Excerpted from Surreal Bounce, in which Sedona is included as part of an odyssey in search of creativity and madness:

It is time to follow the advice of a vortex book I’d picked up.  

Its message, essentially, is that Sedona is a collective vortex.  

So the thing to do is choose a spot where you feel most comfortable, be it upon a red rock or a toilet, and meditate.  

My spot, I’d already figured, is the open-air terrace bar at Fort Enchantment—serenity unspoiled by the swarms—cocooned within Boynton Canyon Vortex, a view of Kachina Woman.

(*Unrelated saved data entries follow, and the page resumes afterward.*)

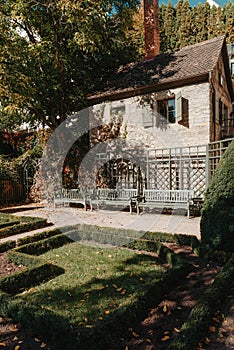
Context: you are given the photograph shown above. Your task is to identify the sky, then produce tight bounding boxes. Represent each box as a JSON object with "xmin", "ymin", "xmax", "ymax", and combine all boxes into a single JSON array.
[{"xmin": 159, "ymin": 0, "xmax": 229, "ymax": 6}]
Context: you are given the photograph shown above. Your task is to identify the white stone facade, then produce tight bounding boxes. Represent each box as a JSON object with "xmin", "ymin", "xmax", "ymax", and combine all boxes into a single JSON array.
[{"xmin": 91, "ymin": 82, "xmax": 211, "ymax": 150}]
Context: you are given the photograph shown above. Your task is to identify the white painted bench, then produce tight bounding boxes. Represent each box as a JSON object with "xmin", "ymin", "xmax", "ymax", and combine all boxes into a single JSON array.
[
  {"xmin": 136, "ymin": 189, "xmax": 194, "ymax": 217},
  {"xmin": 54, "ymin": 189, "xmax": 90, "ymax": 210},
  {"xmin": 90, "ymin": 188, "xmax": 138, "ymax": 213}
]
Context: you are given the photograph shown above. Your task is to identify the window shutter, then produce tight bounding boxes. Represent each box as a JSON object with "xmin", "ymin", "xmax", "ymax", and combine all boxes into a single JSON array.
[
  {"xmin": 176, "ymin": 91, "xmax": 182, "ymax": 122},
  {"xmin": 142, "ymin": 105, "xmax": 153, "ymax": 128}
]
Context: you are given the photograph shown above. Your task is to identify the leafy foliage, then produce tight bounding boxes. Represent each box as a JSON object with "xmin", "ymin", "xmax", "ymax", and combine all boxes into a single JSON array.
[
  {"xmin": 200, "ymin": 141, "xmax": 234, "ymax": 252},
  {"xmin": 0, "ymin": 0, "xmax": 141, "ymax": 129},
  {"xmin": 0, "ymin": 0, "xmax": 233, "ymax": 131},
  {"xmin": 159, "ymin": 0, "xmax": 234, "ymax": 52}
]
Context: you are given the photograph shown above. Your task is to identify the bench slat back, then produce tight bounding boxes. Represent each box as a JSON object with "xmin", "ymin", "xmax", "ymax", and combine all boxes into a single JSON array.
[
  {"xmin": 62, "ymin": 189, "xmax": 83, "ymax": 200},
  {"xmin": 97, "ymin": 188, "xmax": 137, "ymax": 200},
  {"xmin": 143, "ymin": 189, "xmax": 194, "ymax": 203}
]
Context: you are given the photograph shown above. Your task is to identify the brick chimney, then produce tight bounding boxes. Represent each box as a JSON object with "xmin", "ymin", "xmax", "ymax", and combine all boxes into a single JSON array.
[{"xmin": 143, "ymin": 0, "xmax": 160, "ymax": 60}]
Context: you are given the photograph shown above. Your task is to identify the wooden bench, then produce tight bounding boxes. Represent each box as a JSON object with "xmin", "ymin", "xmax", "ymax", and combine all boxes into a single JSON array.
[
  {"xmin": 90, "ymin": 188, "xmax": 138, "ymax": 213},
  {"xmin": 136, "ymin": 189, "xmax": 194, "ymax": 217},
  {"xmin": 54, "ymin": 189, "xmax": 90, "ymax": 210}
]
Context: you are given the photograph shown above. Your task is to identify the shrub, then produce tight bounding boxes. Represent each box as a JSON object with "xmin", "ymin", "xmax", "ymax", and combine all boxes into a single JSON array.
[{"xmin": 200, "ymin": 141, "xmax": 234, "ymax": 252}]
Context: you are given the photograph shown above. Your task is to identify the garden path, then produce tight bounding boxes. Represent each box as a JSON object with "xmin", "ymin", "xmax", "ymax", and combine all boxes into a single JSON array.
[{"xmin": 0, "ymin": 203, "xmax": 201, "ymax": 245}]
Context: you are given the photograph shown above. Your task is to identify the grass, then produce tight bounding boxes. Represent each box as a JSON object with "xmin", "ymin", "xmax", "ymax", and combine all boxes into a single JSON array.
[
  {"xmin": 17, "ymin": 242, "xmax": 166, "ymax": 322},
  {"xmin": 0, "ymin": 224, "xmax": 195, "ymax": 349},
  {"xmin": 3, "ymin": 240, "xmax": 176, "ymax": 349}
]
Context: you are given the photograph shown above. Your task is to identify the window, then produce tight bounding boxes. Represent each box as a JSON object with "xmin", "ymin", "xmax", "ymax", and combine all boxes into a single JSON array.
[
  {"xmin": 157, "ymin": 98, "xmax": 175, "ymax": 123},
  {"xmin": 111, "ymin": 105, "xmax": 125, "ymax": 124},
  {"xmin": 218, "ymin": 72, "xmax": 223, "ymax": 86},
  {"xmin": 231, "ymin": 62, "xmax": 234, "ymax": 77},
  {"xmin": 218, "ymin": 98, "xmax": 223, "ymax": 125}
]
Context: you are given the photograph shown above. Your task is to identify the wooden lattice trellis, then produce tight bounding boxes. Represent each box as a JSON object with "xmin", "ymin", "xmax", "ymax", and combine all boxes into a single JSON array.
[{"xmin": 94, "ymin": 138, "xmax": 233, "ymax": 198}]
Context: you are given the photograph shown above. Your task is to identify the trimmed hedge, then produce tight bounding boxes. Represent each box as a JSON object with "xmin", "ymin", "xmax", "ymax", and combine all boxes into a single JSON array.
[
  {"xmin": 15, "ymin": 234, "xmax": 73, "ymax": 256},
  {"xmin": 0, "ymin": 262, "xmax": 64, "ymax": 295},
  {"xmin": 0, "ymin": 216, "xmax": 49, "ymax": 239},
  {"xmin": 166, "ymin": 254, "xmax": 234, "ymax": 350},
  {"xmin": 61, "ymin": 223, "xmax": 200, "ymax": 251},
  {"xmin": 0, "ymin": 220, "xmax": 20, "ymax": 229},
  {"xmin": 201, "ymin": 140, "xmax": 234, "ymax": 252},
  {"xmin": 0, "ymin": 240, "xmax": 16, "ymax": 253}
]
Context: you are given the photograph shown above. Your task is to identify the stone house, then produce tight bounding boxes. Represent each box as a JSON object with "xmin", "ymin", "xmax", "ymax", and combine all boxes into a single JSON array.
[
  {"xmin": 86, "ymin": 35, "xmax": 233, "ymax": 196},
  {"xmin": 84, "ymin": 0, "xmax": 233, "ymax": 196},
  {"xmin": 88, "ymin": 36, "xmax": 234, "ymax": 150}
]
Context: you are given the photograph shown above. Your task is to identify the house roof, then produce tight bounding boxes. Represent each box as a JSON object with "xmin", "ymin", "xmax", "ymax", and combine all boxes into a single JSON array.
[{"xmin": 88, "ymin": 36, "xmax": 232, "ymax": 104}]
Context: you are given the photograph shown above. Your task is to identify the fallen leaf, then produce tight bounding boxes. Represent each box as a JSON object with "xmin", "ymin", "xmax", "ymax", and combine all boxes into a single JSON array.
[
  {"xmin": 125, "ymin": 346, "xmax": 129, "ymax": 350},
  {"xmin": 0, "ymin": 343, "xmax": 6, "ymax": 347},
  {"xmin": 163, "ymin": 305, "xmax": 167, "ymax": 313},
  {"xmin": 205, "ymin": 337, "xmax": 211, "ymax": 344},
  {"xmin": 85, "ymin": 325, "xmax": 93, "ymax": 328},
  {"xmin": 104, "ymin": 310, "xmax": 110, "ymax": 315},
  {"xmin": 98, "ymin": 285, "xmax": 105, "ymax": 291},
  {"xmin": 212, "ymin": 317, "xmax": 220, "ymax": 323},
  {"xmin": 209, "ymin": 326, "xmax": 216, "ymax": 332},
  {"xmin": 34, "ymin": 338, "xmax": 40, "ymax": 342},
  {"xmin": 173, "ymin": 327, "xmax": 180, "ymax": 333},
  {"xmin": 164, "ymin": 331, "xmax": 170, "ymax": 335},
  {"xmin": 161, "ymin": 335, "xmax": 170, "ymax": 341},
  {"xmin": 9, "ymin": 325, "xmax": 19, "ymax": 332},
  {"xmin": 40, "ymin": 342, "xmax": 47, "ymax": 348},
  {"xmin": 14, "ymin": 346, "xmax": 20, "ymax": 350},
  {"xmin": 146, "ymin": 339, "xmax": 151, "ymax": 343},
  {"xmin": 13, "ymin": 336, "xmax": 18, "ymax": 341},
  {"xmin": 112, "ymin": 284, "xmax": 118, "ymax": 289},
  {"xmin": 192, "ymin": 263, "xmax": 200, "ymax": 268},
  {"xmin": 0, "ymin": 318, "xmax": 3, "ymax": 323},
  {"xmin": 83, "ymin": 317, "xmax": 88, "ymax": 322},
  {"xmin": 132, "ymin": 331, "xmax": 139, "ymax": 337}
]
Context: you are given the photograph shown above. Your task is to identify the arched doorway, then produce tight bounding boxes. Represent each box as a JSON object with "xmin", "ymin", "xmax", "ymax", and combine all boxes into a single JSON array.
[{"xmin": 96, "ymin": 158, "xmax": 143, "ymax": 193}]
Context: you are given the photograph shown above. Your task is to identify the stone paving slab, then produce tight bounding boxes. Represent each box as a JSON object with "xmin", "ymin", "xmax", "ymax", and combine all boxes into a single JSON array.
[{"xmin": 0, "ymin": 204, "xmax": 201, "ymax": 244}]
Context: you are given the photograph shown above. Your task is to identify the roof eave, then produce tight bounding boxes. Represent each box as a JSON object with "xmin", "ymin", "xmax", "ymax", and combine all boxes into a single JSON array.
[{"xmin": 87, "ymin": 72, "xmax": 210, "ymax": 106}]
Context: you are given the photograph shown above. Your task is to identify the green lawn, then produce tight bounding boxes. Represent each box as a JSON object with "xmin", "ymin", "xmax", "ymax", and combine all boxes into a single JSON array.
[
  {"xmin": 18, "ymin": 242, "xmax": 166, "ymax": 323},
  {"xmin": 0, "ymin": 224, "xmax": 193, "ymax": 349},
  {"xmin": 8, "ymin": 240, "xmax": 168, "ymax": 349}
]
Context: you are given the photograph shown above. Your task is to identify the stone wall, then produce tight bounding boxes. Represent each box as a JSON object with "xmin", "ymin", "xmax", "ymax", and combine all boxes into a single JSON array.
[{"xmin": 90, "ymin": 82, "xmax": 211, "ymax": 151}]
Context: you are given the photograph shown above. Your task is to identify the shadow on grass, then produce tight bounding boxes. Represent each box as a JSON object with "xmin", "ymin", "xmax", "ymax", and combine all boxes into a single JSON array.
[{"xmin": 5, "ymin": 253, "xmax": 171, "ymax": 350}]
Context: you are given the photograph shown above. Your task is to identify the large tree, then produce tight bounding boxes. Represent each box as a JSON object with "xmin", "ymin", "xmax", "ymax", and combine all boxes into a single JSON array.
[{"xmin": 0, "ymin": 0, "xmax": 141, "ymax": 130}]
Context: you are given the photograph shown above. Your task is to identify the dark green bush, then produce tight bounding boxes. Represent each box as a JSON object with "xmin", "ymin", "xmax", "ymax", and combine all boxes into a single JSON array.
[{"xmin": 200, "ymin": 141, "xmax": 234, "ymax": 252}]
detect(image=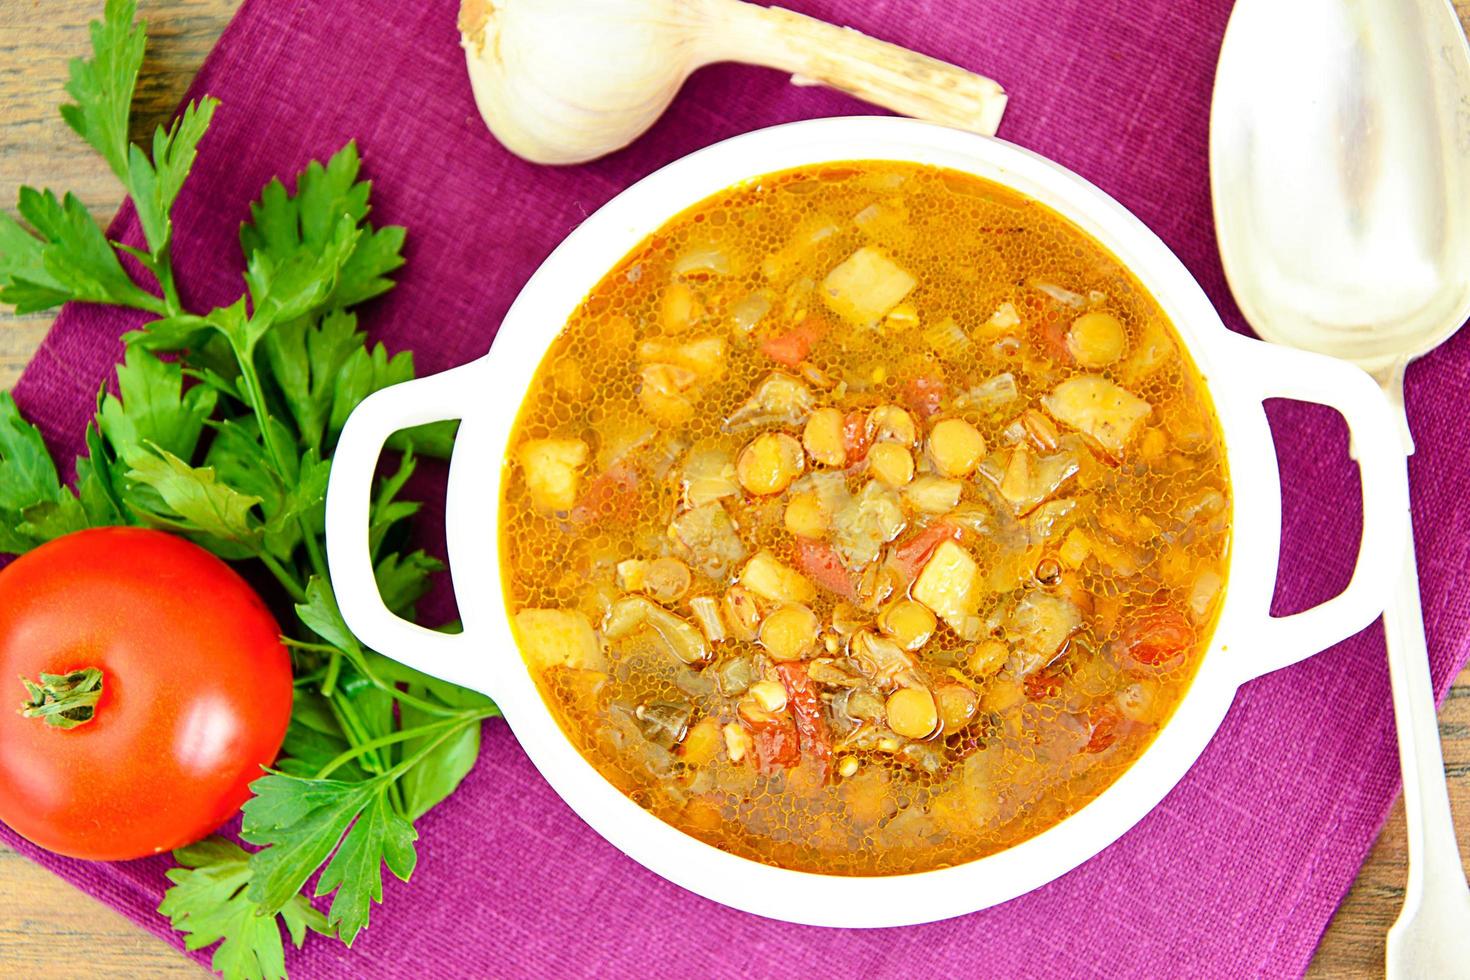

It feels appropriate to drink something indigenous to the region.  

So I sip silver peyote juice from a martini glass, its rim coated with salt, while scribing these notes into my leather-bound journal:

This isn’t one you’re supposed to work at; you’re supposed to slowdona, as the T-shirt says, choose a spot that best reflects who you are, and meditate.  

I prefer to contemplate (rather than meditate)—and my favorite contemplation mode is with a cocktail or a glass of wine all on my own, nobody to talk with, and nothing to read, just my thoughts and me.  

Sitting on this terrace at dusk, watching for a full moon behind red rock, a buzz of people around me, I’m the only one alone.

Sometime during the night, in the total blackness of my room, I am jolted awake by a burst of electricity.  

Since I’m not plugged into anything, it must be of the metaphysical variety.  

Half awake from the charge, I feel a tingling in my left hand, as if circulation has been cut.  I try to shake it off but it morphs into a fierce swirling storm beneath my knuckles, moving slowly, clockwise, from left to right.  

This tornado is halfway across my hand before I tweak to what’s going on:  

Metaphysical shock treatment!  Vortexed! 

I allow the sensation to play out.  

When it reaches the base of my thumb, the twirling electrical current turns and reverses, motioning the other way under my knuckles, counter-clockwise, until, very slowly, it fades and disappears.  The whole episode lasts about a minute.

Kissing Rock

Old Native American proverb:  God created the Grand Canyon but He lives in Sedona.